The 15th meeting of the Southern and Midlands Logic Seminar will be held on the afternoon of Wednesday 24 June at University College London.
Participants are encouraged to join the SMLS community on Discord, which is used for announcements and coordination. Please contact one of the SMLS organisers to be added.
The meeting is supported by a London Mathematical Society Joint Research Groups grant.
The seminar will take place in room G08 of the Chadwick Building, UCL main campus, Gower Street, London WC1E 6BT. Note that the correct entrance is behind the building, towards South Wing, as shown on the map below:
The seminar has a budget to cover travel costs for speakers and participants. The instructions on how to claim travel expenses will be sent out after the seminar.
"Quantitative Diagrammatic Axiomatisation of Relative Entropy" Ralph Sarkis, UCL
Relative entropy is a fundamental class of distances between probability distributions with widespread applications in probability theory, statistics, and machine learning. Following recent work of Paolo Perrone, we study relative entropy from a categorical perspective, viewing it as an enrichment of the category of stochastic matrices. We provide diagrammatic theories that axiomatise this category with three different enrichment with the Kullback--Leibler divergence, the more general Rényi divergence, and the Jensen--Shannon divergence. Our results are formulated within the framework of quantitative monoidal algebra, using a graphical language of string diagrams enriched with quantitative equations.
"From Phase Semantics to Base-extension Semantics (and back)" Katya Piotrovskaya, UCL
Linear logic admits a wide range of semantic presentations. One well-known example is phase semantics: an algebraic semantics in which formulas are interpreted in phase spaces, consisting of a commutative monoid and a fixed subset, with respect to which an orthogonality relation is defined. A rather different and much more recent approach is given by base-extension semantics, which defines validity by inductively extending a provability relation on a base -- a set of inference rules over atomic propositions. In this talk, we establish an equivalence between the two semantics by first defining bidirectional maps between bases and phase spaces, and then constructing an isomorphism between a phase space (resp. base) and its image under the composition of these maps.
"Counting Small Subhypergraphs" Madhumitha Krishnakumar, Queen Mary
Counting subgraphs has long been a fundamental problem that has received significant attention in theoretical computer science and mathematics. It has numerous applications, including the analysis of gene regulatory networks, biological networks, and the evolution of cancerous tumours. This talk introduces the framework developed by Radu Curticapean, Holger Dell, and Dániel Marx, which uses graph homomorphism counts to compute the number of small subgraphs present in a larger graph. The main ideas of this approach are then extended to the higher-dimensional problem of counting of small sub-hypergraphs.

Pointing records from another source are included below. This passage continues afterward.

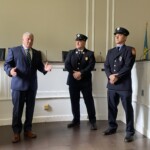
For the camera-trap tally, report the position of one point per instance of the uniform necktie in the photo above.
(28, 57)
(118, 48)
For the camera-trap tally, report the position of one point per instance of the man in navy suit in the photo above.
(118, 66)
(79, 63)
(22, 64)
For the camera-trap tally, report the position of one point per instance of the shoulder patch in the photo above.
(133, 51)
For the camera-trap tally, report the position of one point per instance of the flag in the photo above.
(145, 55)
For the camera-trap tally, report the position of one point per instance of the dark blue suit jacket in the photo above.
(85, 64)
(120, 63)
(26, 76)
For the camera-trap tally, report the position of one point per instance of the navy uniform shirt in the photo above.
(121, 63)
(84, 63)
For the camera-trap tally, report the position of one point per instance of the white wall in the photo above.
(53, 91)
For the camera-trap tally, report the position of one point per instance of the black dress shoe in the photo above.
(93, 126)
(73, 124)
(128, 138)
(109, 131)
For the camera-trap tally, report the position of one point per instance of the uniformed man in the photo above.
(118, 66)
(79, 63)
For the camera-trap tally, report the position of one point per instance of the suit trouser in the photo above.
(113, 101)
(88, 99)
(19, 98)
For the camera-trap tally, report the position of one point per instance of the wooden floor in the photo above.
(56, 136)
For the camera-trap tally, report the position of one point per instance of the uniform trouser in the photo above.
(19, 98)
(88, 99)
(113, 101)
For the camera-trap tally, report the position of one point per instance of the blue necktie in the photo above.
(28, 57)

"Second-order intuitionistic tense logic" Paaras Padhiar, Birmingham
We develop a second-order extension of intuitionistic modal logic, allowing quantification over propositions, both syntactically and semantically. A key feature of second-order logic is its capacity to define positive connectives from the negative fragment. Duly we are able to recover the diamond (and its associated theory) using only boxes, as long as we include both forward and backward modalities ('tense' modalities). We propose axiomatic, proof theoretic and model theoretic definitions of 'second-order intuitionistic tense logic', and ultimately prove that they all coincide.

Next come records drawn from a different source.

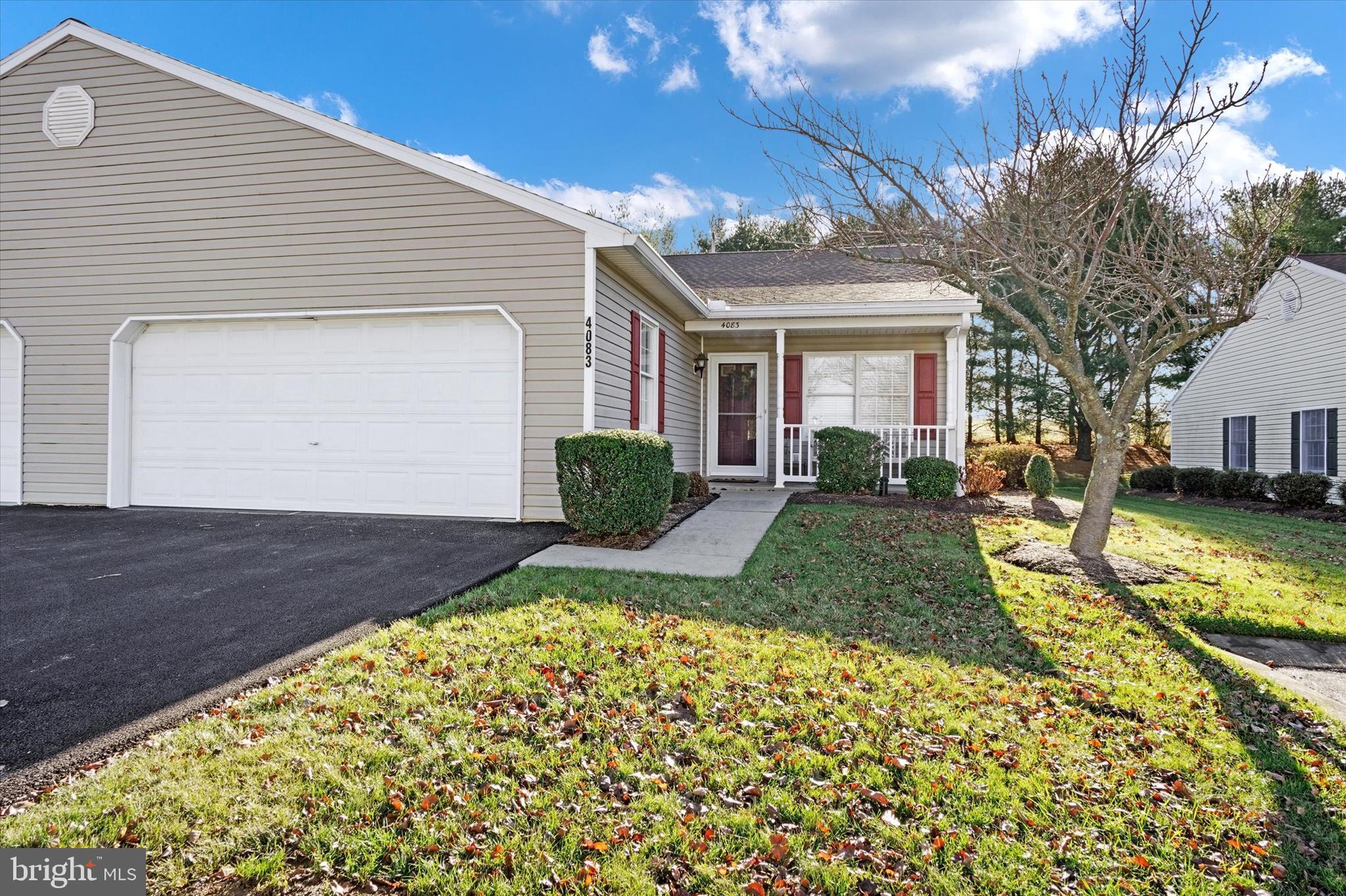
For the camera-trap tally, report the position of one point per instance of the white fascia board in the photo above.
(1284, 265)
(825, 322)
(350, 133)
(847, 309)
(656, 264)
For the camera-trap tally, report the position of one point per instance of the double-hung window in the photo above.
(1238, 447)
(649, 376)
(858, 390)
(1312, 440)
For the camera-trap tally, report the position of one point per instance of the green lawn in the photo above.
(1251, 573)
(874, 706)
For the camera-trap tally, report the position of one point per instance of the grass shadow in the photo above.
(1310, 836)
(910, 581)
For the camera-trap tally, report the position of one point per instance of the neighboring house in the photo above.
(216, 298)
(1270, 393)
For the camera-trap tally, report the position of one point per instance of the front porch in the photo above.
(770, 384)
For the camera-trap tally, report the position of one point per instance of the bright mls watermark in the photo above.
(103, 872)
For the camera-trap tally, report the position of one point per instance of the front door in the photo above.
(738, 414)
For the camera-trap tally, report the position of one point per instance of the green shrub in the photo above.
(1301, 490)
(1239, 485)
(1040, 475)
(931, 478)
(682, 486)
(614, 481)
(850, 460)
(1014, 460)
(1195, 481)
(1154, 478)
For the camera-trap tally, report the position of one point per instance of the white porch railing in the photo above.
(901, 444)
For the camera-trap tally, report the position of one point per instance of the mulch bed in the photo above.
(642, 540)
(1334, 513)
(1046, 557)
(1007, 503)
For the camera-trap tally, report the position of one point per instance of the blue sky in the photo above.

"Graphical Algebraic Geometry: From Ideals and Varieties to Quantum Calculi" David Gao, Oxford
We introduce Graphical Algebraic Geometry (GAG), a family of diagrammatic languages extending the Graphical Linear Algebra programme. We construct several languages within this family and prove that they are universal and complete for the corresponding (co)span semantics of commutative algebras and affine varieties. This framework provides clear graphical representations of algebraic structures -- such as polynomials, ideals, and varieties -- enabling intuitive yet rigorous diagrammatic reasoning. We showcase two practical viewpoints on GAG. First, we show that instances of counting constraint satisfaction problem (#CSP) are recast as rewrite problems of closed diagrams in GAG. This means that deciding rewritability in GAG is #P-hard, and GAG can be viewed as a complete and compositional rewrite system for networks of polynomial constraints. Second, we characterize the qudit ZH calculus, a diagrammatic language for quantum computation, as an extension of Graphical Algebraic Geometry. This establishes the correspondence that Graphical Algebraic Geometry is to the ZH calculus what Graphical Linear Algebra is to the ZX calculus. Using this construction, we show that computing amplitudes in qudit ZH requires only a constant number of queries to a GAG oracle.
"The Problem of Observable Value in Interaction Nets" Marc Thatcher, Sussex
Interaction nets are a model of asynchronous parallel computation based on Multiplicative Linear Logic's proof structures. It is reasonable, therefore, to treat them as a form of parallel programming language. However they lack a notion of observable value: inaccessible values are valid results whereas streams are not. We therefore introduce function-constructor nets, a Turing-complete subset of interaction nets which distinguishes computation from data and provide an alternative co-inductive definition of "result" which distinguishes productive from non-productive nets.